My hubby is a metaphorical catastrophizer. He doesn’t just angst over the worst that could happen, he creates multiple metaphors to describe the depth of dispair that comes waiting with “a sword hanging over his head” for “the other shoe to drop.”
He ordered a new computer as soon as he got the clue that his current one was about to blow its hard drive. But in the meantime, the clicks and sluggishness and every indication of it’s waning health sends terror into his heart like “being in a war zone and hearing bombs drop and not knowing how far away they are.” And like “being half way out in the ocean and wondering if your boat will spring a leak.” Or like “driving a car you never know will start or not.” Of course it could stall in the intersection.
This AM the first thing he told me was about how his mind had been racing with ideas at 3 AM. I wanted to go back to bed, because I assumed he had all manner of new metaphors for me. But he didn’t. He shifted into a proactive way of looking at things. He made a list of what he could do to ensure that he could still operate his business should his computer die before its replacement was ready to rock and roll.

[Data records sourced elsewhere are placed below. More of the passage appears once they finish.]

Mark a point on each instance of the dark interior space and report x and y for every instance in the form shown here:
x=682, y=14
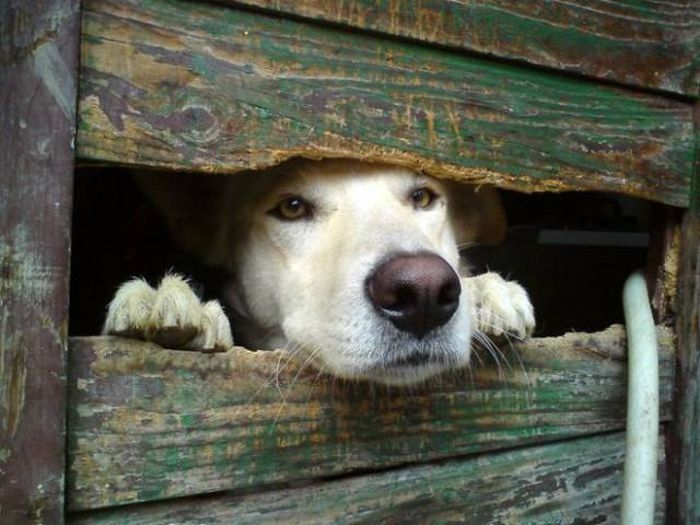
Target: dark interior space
x=571, y=251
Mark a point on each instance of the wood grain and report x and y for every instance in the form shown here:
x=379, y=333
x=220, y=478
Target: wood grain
x=38, y=88
x=573, y=482
x=190, y=86
x=148, y=424
x=649, y=44
x=685, y=506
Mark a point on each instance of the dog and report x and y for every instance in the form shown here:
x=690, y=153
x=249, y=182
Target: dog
x=354, y=265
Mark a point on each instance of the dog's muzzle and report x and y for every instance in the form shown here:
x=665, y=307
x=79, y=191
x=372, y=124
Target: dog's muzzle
x=417, y=292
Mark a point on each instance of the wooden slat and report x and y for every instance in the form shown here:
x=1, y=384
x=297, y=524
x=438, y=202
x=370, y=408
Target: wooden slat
x=147, y=423
x=578, y=481
x=649, y=43
x=185, y=85
x=38, y=88
x=685, y=506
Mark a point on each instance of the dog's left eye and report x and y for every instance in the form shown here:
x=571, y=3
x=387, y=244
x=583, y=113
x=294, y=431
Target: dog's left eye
x=423, y=197
x=291, y=209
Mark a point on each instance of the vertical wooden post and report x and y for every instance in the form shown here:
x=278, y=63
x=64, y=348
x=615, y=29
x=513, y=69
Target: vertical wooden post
x=685, y=465
x=38, y=86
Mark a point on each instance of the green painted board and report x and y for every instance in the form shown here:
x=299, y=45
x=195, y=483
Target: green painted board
x=191, y=86
x=573, y=482
x=147, y=424
x=643, y=43
x=685, y=506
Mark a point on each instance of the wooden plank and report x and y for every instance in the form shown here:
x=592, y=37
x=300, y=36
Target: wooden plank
x=186, y=85
x=685, y=506
x=578, y=481
x=649, y=44
x=38, y=86
x=147, y=423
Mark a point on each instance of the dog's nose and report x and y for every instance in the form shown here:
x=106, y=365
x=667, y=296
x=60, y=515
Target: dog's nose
x=416, y=292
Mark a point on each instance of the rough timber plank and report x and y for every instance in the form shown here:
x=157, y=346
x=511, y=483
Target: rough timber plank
x=685, y=507
x=578, y=481
x=147, y=423
x=38, y=88
x=186, y=85
x=642, y=43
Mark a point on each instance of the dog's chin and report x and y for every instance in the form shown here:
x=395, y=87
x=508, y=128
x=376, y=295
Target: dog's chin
x=406, y=361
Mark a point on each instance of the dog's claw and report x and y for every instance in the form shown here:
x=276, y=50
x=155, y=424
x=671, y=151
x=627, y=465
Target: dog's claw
x=171, y=316
x=500, y=307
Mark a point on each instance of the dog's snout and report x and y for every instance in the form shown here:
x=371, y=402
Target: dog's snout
x=416, y=292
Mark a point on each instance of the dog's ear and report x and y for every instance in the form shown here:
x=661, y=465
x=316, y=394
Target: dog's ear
x=477, y=213
x=193, y=207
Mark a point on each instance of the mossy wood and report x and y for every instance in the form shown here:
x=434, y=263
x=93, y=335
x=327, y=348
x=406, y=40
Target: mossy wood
x=38, y=91
x=685, y=485
x=574, y=482
x=190, y=86
x=147, y=423
x=649, y=44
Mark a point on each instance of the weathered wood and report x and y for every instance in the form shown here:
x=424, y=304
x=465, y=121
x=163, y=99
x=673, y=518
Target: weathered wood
x=578, y=481
x=663, y=259
x=649, y=44
x=147, y=423
x=186, y=85
x=38, y=86
x=685, y=507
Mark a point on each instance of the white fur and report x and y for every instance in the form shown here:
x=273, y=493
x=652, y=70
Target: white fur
x=301, y=284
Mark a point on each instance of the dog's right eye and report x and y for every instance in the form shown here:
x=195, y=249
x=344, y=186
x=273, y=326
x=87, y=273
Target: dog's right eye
x=291, y=209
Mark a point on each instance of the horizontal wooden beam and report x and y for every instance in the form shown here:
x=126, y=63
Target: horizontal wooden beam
x=648, y=44
x=191, y=86
x=147, y=423
x=577, y=481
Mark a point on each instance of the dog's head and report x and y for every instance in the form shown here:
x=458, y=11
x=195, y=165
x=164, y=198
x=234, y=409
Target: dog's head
x=355, y=265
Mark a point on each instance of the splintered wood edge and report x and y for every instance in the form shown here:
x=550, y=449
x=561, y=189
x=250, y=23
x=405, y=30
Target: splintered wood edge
x=561, y=482
x=148, y=423
x=190, y=86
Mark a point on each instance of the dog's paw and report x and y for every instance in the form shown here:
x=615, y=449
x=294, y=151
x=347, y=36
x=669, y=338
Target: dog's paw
x=500, y=307
x=171, y=315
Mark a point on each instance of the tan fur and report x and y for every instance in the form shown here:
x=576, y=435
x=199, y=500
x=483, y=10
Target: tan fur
x=301, y=284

And suddenly it became enjoyable for me to support him in his wet war zone car. The sword over his head didn’t seem nearly as threatening and if the other shoe dropped, he, and we, had plans that would make it easier for him, and therefore us, to deal with it.
PS. He just came up the stairs after opening his computer and informed me, “It’s like skating on a lake of ice and you don’t know how solid it it.” Well, the metaphors continue, but the tone is very different now. Empowered.